Anche oggi PDL e LEGA hanno fatto saltare l’insediamento della Comissione d’inchiesta sulle vicende del San Raffaele. E’ una delle pagine più vergognose di questa legislatura regionale: Formigoni si fa scudo con gli uomini del suo partito perché evidentemente non tutto è “così a posto” come dichiara ai giornali e i leghisti (che continuano a urlare con il capo vichingo Umberto Bossi in piazza) coprono il formigonismo  che a parole dicono di  voler combattere. Non si tratta più di collaborazione. Si tratta di collusione. E basta.

COMUNICATO STAMPA

Seconda fumata nera in commissione d’inchiesta sul San Raffaele: PDL e Lega impediscono ancora una volta l’elezione del presidente

Ancora una volta PDL e Lega hanno impedito l’elezione del presidente della commissione regionale d’inchiesta sul San Raffaele, paralizzandone l’avvio. Votando scheda bianca, i commissari di maggioranza hanno infatti impedito che si raggiungesse il quorum di 41 voti. Franco Mirabelli, il candidato espressione delle minoranze, ha raccolto tutti i 26 voti dei gruppi che hanno richiesto l’istituzione della commissione.

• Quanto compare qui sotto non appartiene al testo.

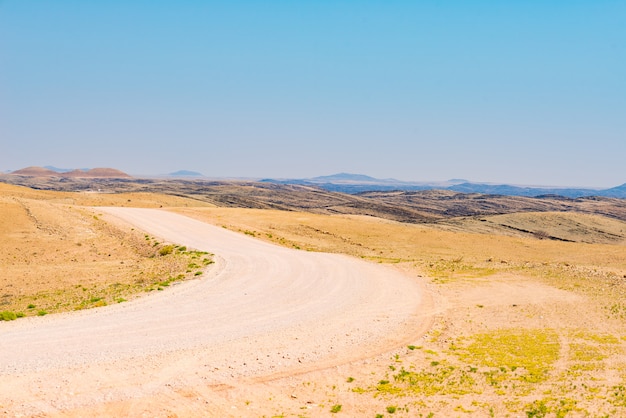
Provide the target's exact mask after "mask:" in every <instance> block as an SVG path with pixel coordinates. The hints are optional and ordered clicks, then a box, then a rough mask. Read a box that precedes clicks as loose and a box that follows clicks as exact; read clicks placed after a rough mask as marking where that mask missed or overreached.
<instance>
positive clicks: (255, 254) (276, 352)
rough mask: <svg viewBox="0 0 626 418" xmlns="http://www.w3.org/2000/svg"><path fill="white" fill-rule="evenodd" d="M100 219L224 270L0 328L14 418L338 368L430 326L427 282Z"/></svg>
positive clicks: (394, 344) (192, 220) (377, 266)
mask: <svg viewBox="0 0 626 418" xmlns="http://www.w3.org/2000/svg"><path fill="white" fill-rule="evenodd" d="M98 211H100V212H106V213H108V214H109V215H110V216H112V217H114V218H116V219H118V220H119V221H122V222H126V223H130V224H132V225H133V226H134V227H135V228H138V229H141V230H143V231H146V232H147V233H149V234H151V235H153V236H156V237H159V238H160V239H162V240H166V241H169V242H174V243H178V244H182V245H186V246H187V247H190V248H195V249H198V250H203V251H209V252H211V253H214V254H215V261H216V263H215V264H214V265H211V266H209V269H208V270H207V272H206V273H205V274H204V275H203V276H200V277H201V278H200V279H196V280H191V281H189V282H185V283H182V284H179V285H176V286H172V287H171V288H168V289H166V290H165V291H163V292H159V293H158V294H154V295H150V296H146V297H143V298H140V299H137V300H134V301H132V302H127V303H122V304H119V305H115V306H107V307H104V308H98V309H93V310H89V311H81V312H74V313H68V314H59V315H50V316H47V317H36V318H24V319H20V320H18V321H12V322H0V353H1V355H0V411H3V412H5V413H6V414H8V415H9V416H13V415H15V416H17V415H35V414H44V415H46V414H51V415H54V414H58V413H63V411H65V410H76V409H80V408H83V407H90V406H93V405H95V404H102V403H107V402H117V401H123V400H126V399H132V398H133V397H147V396H157V395H159V394H161V393H166V392H167V391H168V390H172V388H189V387H194V386H199V385H204V386H205V387H206V386H207V385H223V384H228V382H229V381H233V380H241V379H252V378H253V379H263V378H271V377H274V376H286V375H289V374H293V373H300V372H304V371H309V370H315V369H319V368H324V367H330V366H333V365H337V364H342V363H345V362H349V361H352V360H357V359H362V358H366V357H368V356H372V355H375V354H377V353H380V352H383V351H385V350H388V349H391V348H393V347H396V346H398V345H400V344H403V343H405V342H406V341H408V340H410V338H411V337H412V336H414V335H416V334H417V329H418V328H419V327H420V325H419V324H421V323H423V322H424V314H423V312H422V311H423V308H422V302H423V300H422V299H423V297H422V291H421V288H420V286H419V285H418V283H416V281H415V280H414V279H412V278H410V277H407V276H405V275H403V274H402V273H400V272H399V271H396V270H394V269H391V268H388V267H384V266H381V265H377V264H373V263H368V262H364V261H361V260H357V259H354V258H350V257H346V256H341V255H336V254H324V253H311V252H306V251H298V250H291V249H286V248H282V247H279V246H275V245H272V244H269V243H266V242H262V241H259V240H257V239H254V238H251V237H248V236H245V235H243V234H238V233H235V232H232V231H228V230H226V229H223V228H219V227H216V226H212V225H209V224H206V223H203V222H200V221H197V220H193V219H191V218H188V217H185V216H181V215H178V214H174V213H171V212H167V211H163V210H154V209H135V208H99V209H98Z"/></svg>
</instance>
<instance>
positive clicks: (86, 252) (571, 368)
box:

Molto critiche le opposizioni. “Anche oggi – scrivono in una nota PD, IDV e Sel – la commissione d’inchiesta sul San Raffaele è stata bloccata dalla maggioranza che non consente l’elezione del presidente che spetta per Statuto alle minoranze. Evidentemente il Pdl non vuole approfondire le ragioni di un buco di un miliardo e mezzo di euro in un ente a cui la Regione Lombardia dà ogni anno un contributo di 600 milioni. E la Lega resta subalterna nonostante a chiacchiere si presenti come l’alfiere della trasparenza e della legalità”.